En passant

1) Lu le bel ouvrage sur Steven Speilberg de Clélia Cohen, scénariste et journaliste, critique aux Cahiers du cinéma de 1997 à 2004. Rien ou
presque sur Amistad (1997), aucune illustration, seuls ces quelques mots : "L'oubliable Amistad, la tentation perfide de l'académisme, une fresque pompière sur l'esclavage".
On se sent encore plus bête tout d'un coup... Il est pourtant fort ce film, tout de même. Un manque de goût. Essayer de se soigner. Demain ?
2) Vu récemment le western Pat Garret et Biily the Kid de Sam Peckinpah, sorti en 1973. Un choc. Une distribution originale : James Coburn (garret), Kris
Kristofferson (le Kid) et Bob Dylan (Alias) qui s'est chargé de la musique (et des paroles). En reparler. Peckinpah était grand.
3) Itou pour Godard, Jean-Luc. Bande à part, tourné en 1964, avec Anna Karina, Sami Frey et Claude Brasseur, Raoul Coutard à la photographie, une musique
de Michel Legrand, ça ne ressemble à rien, c'est magique.

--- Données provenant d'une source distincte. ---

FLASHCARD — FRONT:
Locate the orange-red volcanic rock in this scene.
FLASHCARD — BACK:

Du même Godard, co-réalisé avec Jean-Piere Gorin, plus politique, c'est Tout va bien (1972), avec Jane Fonda, Ives
Montand, Vittorio Caprioli et Jean Pignol, une charge anticapitaliste plus efficace que le travail roublard et malhonnête de Michel Moore. C'est dire.
4) A hard day's night, découvert l'autre soir, de Richard Lester, un film honnête sur les Beatles, tourné il y a 45 ans : ce réalisateur connaissait
Godard, assurément, pour le caractère erratique et destructuré du récit, ce qui fait le charme discret de ces Quatre garçons dans le vent.